Several new drugs for NIDDM are in clinical trials or on the market. Earlier this year the DDA approved a new oral anti-diabetic agent (metformin), and recently a FDA committee recommended the approval of another anti-diabetes agent (acarbose). One of the most interesting new drugs being tested for NIDDM is troglitazone, a member of the thiazolidinedione class of anti-diabetic agents. The thiazolidinedione, which include ciglitazone and pioglitazone as well as troglitazone, have a beneficial effect on insulin resistance and may actually be useful for preventing NIDDM. These agents increase glucose consumption and reduce its production by potentiation the action of insulin in liver, skeletal muscle, and adipose tissue.
The thiazolidinedione have been shown to reduce elevated plasma glucose, triglycerides, and insulin concentrations in animals with hyperinsulinemia and to improve both fasting and postprandial hyperglycemia and hyperinsulinemia in patients with NIDDM. This reduction in hyperglycemia is associated with near normalization of the rates of hepatic glucose production and a 40-60% increase in insulins mediated glucose disposal. In two studies of troglitazone inpatients with NIDDM, the drug decreased fasting and postprandial glucose and insulin concentrations, improved glucose tolerance, decreased hepatic glucose output, and increased insulin sensitivity. There was also a decrease in plasma triglyceride concentrations and an increase in plasma high-density lipoprotein cholesterol concentrations.
Recently Nolan et al. reported the results of a placebo-controlled trial of troglitazone in 18 obese patients with insulin resistance. A 12-week course of the drug increased insulin sensitivity, improved glucose tolerance, and reduced hyperinsulinemia. The drug also produced a small but significant reduction in both systolic and diastolic blood pressure. The drug was well tolerated; no subjective side effects were noted, nor were there any persistent abnormalities in laboratory variables.

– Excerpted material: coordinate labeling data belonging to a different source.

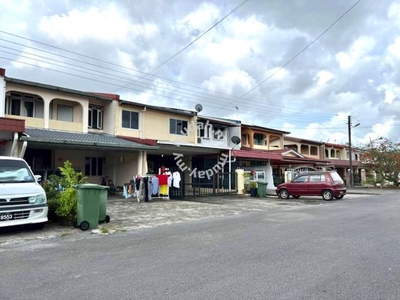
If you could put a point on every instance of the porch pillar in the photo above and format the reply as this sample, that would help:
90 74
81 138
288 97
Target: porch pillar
2 92
240 180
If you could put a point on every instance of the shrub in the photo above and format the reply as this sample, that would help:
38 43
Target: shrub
61 194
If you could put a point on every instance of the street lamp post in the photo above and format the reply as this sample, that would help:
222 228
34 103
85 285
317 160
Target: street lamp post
350 150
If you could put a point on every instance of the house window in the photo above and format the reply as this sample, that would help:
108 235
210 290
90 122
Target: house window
259 139
65 113
21 104
304 149
314 150
94 166
245 139
130 119
317 177
219 133
95 117
300 179
203 130
178 126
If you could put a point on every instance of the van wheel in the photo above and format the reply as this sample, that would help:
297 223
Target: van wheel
284 194
327 195
38 226
84 225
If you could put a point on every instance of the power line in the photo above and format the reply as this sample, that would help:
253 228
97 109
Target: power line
194 41
296 55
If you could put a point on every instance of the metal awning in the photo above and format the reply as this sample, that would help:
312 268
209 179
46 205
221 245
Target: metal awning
80 140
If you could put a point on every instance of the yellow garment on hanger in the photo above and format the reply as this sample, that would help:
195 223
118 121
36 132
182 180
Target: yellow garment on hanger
164 189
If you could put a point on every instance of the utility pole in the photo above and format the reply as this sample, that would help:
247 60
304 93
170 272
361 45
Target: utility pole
350 155
350 150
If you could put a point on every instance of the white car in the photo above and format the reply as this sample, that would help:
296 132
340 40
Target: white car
22 199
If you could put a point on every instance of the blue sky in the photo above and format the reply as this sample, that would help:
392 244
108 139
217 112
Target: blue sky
301 66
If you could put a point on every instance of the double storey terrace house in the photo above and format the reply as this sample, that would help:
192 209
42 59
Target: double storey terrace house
192 145
57 124
339 157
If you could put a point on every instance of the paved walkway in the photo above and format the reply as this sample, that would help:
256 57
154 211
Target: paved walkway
128 214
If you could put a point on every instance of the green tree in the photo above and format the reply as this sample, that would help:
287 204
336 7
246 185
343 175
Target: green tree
383 156
67 200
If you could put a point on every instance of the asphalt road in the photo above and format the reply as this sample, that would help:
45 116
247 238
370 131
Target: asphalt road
346 249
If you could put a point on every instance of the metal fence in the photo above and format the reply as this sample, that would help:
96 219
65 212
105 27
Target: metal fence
218 184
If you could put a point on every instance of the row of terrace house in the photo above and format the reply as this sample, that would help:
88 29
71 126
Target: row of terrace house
107 137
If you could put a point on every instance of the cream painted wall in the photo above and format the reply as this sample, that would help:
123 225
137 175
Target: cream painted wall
2 96
118 121
29 122
119 167
80 104
125 166
154 124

Obesity, a sedentary lifestyle, and aging all contribute to NIDDM, wrote the investigators, "but insulin resistance is probably a primary inherited feature on most patients with NIDDM." Insulin resistance and hyperinsulinemia are present many years before the development of glucose intolerance. As beta cell function declines, glucose intolerance develops, followed eventually by hyperglycemia and diabetes. "The fact that troglitazone can improve insulin resistance, lower plasma insulin concentrations, and normalize glucose tolerance in subjects with impaired glucose tolerance could have implications for the prevention of NIDDM," concluded the investigators.

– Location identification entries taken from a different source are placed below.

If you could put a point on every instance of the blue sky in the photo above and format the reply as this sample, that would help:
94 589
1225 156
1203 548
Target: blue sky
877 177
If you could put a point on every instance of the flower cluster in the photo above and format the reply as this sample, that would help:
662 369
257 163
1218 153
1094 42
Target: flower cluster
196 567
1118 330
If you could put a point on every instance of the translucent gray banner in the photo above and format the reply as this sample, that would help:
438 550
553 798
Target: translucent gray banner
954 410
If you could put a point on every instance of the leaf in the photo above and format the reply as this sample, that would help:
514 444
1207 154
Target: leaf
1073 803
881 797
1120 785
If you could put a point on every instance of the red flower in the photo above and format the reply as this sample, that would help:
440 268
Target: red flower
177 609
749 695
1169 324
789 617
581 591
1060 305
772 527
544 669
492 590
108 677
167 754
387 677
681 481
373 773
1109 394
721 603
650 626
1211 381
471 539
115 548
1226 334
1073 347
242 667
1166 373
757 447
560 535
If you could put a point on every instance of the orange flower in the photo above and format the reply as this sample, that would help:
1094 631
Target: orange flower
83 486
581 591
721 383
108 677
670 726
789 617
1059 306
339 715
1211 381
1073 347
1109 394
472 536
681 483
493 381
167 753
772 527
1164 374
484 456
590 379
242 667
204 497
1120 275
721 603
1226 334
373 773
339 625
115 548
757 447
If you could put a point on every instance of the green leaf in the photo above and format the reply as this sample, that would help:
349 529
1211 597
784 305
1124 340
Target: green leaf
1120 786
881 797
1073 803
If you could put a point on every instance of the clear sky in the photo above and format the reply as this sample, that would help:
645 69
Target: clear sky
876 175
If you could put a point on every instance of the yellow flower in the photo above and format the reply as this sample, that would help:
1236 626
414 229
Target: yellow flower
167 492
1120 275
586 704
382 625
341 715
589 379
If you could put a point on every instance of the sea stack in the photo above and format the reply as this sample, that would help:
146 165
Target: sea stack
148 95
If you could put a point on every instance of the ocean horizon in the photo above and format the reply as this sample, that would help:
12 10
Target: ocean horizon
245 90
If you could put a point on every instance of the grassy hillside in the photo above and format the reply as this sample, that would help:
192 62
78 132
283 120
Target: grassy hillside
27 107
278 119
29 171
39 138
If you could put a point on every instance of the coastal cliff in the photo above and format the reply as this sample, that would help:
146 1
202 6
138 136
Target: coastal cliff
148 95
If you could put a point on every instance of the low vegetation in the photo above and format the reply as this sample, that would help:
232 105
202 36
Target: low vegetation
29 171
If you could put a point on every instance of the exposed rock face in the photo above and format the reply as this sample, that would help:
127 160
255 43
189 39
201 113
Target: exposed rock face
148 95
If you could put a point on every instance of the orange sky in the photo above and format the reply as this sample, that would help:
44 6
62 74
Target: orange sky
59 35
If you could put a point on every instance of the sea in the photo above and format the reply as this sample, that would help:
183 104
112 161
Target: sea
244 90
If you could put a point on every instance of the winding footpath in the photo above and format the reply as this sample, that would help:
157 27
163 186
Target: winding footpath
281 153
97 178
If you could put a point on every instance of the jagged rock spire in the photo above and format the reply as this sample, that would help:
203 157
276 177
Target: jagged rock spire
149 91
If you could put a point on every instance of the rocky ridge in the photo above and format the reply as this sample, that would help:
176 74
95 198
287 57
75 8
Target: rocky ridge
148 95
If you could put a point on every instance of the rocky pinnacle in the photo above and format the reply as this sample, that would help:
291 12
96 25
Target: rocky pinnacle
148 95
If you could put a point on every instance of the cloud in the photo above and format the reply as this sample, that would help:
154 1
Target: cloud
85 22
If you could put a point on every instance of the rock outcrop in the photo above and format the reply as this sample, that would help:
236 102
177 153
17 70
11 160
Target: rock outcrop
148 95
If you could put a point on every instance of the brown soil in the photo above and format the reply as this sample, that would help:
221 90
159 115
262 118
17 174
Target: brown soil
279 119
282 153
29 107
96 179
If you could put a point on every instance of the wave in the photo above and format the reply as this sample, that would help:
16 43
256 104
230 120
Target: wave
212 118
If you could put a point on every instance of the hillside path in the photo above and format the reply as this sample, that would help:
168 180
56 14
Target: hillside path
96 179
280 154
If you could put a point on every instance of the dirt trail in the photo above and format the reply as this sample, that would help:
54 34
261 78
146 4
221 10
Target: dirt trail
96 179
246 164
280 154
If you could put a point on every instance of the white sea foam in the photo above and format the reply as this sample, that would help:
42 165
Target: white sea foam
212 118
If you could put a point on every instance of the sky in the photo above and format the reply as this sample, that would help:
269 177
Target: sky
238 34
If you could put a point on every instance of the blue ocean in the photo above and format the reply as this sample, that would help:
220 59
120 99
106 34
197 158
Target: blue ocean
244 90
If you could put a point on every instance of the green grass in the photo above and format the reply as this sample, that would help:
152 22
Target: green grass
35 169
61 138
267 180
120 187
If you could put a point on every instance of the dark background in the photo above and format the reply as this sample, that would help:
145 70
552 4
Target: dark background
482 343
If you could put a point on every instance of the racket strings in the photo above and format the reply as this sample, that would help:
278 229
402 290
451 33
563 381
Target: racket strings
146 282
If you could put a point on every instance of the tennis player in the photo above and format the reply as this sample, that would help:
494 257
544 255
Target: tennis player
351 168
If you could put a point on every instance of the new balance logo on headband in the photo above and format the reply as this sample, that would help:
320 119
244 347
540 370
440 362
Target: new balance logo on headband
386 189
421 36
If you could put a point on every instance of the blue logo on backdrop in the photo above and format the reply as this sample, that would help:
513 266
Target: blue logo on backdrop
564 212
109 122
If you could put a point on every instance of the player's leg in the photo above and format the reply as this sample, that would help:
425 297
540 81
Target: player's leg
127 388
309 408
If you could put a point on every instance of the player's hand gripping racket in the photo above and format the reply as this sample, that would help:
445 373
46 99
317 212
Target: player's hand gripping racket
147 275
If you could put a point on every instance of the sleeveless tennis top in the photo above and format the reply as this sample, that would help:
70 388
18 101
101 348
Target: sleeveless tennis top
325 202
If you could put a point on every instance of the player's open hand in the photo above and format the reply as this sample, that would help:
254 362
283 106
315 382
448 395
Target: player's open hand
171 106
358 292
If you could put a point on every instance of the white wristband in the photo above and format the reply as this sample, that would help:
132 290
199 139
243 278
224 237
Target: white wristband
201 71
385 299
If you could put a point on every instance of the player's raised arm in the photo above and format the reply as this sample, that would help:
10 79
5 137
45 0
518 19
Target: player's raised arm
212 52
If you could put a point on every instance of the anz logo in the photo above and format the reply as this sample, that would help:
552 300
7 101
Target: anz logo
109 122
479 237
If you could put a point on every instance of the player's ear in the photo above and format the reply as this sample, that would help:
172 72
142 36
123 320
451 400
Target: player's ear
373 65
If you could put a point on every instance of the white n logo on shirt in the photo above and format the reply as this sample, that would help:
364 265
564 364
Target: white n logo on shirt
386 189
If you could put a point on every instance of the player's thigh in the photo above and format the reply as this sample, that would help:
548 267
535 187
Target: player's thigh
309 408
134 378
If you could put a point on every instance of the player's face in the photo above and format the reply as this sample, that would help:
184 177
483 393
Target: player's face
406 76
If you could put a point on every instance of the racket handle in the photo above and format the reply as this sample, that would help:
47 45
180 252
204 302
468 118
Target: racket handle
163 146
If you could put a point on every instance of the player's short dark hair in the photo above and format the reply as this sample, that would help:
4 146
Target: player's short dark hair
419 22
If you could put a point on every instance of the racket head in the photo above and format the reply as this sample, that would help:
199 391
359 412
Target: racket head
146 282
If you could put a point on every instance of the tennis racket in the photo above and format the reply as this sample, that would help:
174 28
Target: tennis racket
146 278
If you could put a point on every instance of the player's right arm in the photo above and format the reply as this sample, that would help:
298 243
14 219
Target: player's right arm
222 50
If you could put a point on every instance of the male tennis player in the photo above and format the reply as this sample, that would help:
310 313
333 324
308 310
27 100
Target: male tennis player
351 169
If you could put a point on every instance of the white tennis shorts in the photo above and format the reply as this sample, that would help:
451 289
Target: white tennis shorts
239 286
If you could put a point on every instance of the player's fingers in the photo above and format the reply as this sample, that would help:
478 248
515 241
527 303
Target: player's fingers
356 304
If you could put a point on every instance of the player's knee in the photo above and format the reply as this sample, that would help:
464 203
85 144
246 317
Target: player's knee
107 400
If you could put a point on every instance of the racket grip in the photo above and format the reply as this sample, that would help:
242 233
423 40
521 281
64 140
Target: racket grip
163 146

In an editorial comment on the Nolan report, Harry Keen wrote that correcting insulin resistance that is, the pharmacological treatment of the metabolic syndrome X could prevent the development of an important group of disease states. He noted, however, "Medical moralists will despair that pharmacological inventiveness may now allow people to become even fatter and lazier without having to face their metabolic nemesis."